Instructor: Xia Chen

Office: Ayres 241, 974-4284.

Email: xchen@math.utk.edu

Website: http://www.math.utk.edu/~xchen

Class: MWF 10:10a.m.-11a.m. (Ayress 114)

Office Hours: MWF 2:00-3:00pm.

Textbook:
Brownian motion-- an introduction to stochastic processes By Rene L. Schilling and Lothar Partzsch (2012).

Reference Books:
Continuous martingales and Brownian motion. By Daniel Revuz and Marc Yor (1991)
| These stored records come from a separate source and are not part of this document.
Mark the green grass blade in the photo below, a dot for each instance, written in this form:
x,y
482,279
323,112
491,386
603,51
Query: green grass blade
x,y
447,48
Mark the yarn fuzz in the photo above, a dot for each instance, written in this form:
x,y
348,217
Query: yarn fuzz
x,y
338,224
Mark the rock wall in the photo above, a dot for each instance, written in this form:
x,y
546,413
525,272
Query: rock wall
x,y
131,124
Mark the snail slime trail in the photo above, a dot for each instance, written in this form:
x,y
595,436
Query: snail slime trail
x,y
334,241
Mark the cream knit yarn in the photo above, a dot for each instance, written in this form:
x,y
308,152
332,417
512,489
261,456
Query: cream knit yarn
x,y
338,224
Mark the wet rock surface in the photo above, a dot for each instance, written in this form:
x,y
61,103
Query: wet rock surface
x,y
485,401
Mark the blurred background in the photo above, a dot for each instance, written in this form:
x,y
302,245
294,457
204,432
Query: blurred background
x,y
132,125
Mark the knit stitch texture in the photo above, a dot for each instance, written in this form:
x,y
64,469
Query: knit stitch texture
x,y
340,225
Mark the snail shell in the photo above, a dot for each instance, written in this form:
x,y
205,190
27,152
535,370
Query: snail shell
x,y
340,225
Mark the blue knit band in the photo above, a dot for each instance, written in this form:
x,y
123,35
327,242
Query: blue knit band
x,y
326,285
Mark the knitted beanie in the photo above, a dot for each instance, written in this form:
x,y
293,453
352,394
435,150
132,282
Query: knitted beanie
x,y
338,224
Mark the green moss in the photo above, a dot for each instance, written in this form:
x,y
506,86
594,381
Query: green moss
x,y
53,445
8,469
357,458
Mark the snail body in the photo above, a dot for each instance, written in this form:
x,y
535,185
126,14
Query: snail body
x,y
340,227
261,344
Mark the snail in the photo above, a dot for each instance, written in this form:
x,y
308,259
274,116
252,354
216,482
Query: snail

Brownian Motion. By Peter Morters and Yuval Peres (2010)

Course Description:
As the single most important stochastic process, Brownian motion appears as intersection of three fundamental classes of processes: It is a martingale, a Gaussian process and a Markov process. Since observed by physicists, Brownian motion has been in the center of the investigation for both mathematicians and the people in many other disciplines. Its fascinating link to the partial differential equations and harmonic analysis symbols the modern day of probability. As the scaling limit of the random walks, Brownian motion serves a bridge between analysis and some hard problems of discrete structure. Its central rule in mathematics is also matched by numerous applications in science, engineering and mathematical finance. This course aims to provide a systematic account for the sample properties of Brownian motions. If the situation allowed, we will continue on the same topic in Spring, 2018 (Math 624).

Grading policy:
There will be no test and exams. Your performance in the classroom and in homework will decide the grade you receive.

Prerequisite:
Officially, it requires Math523-524 (probability at graduate level) or equivalent. If you are not sure whether or not this course is right for you, please stop by and discuss it with me


Homework #1
Chapter 1: 5. Chapter 2: 5, 8, 13, 19, 21, 23.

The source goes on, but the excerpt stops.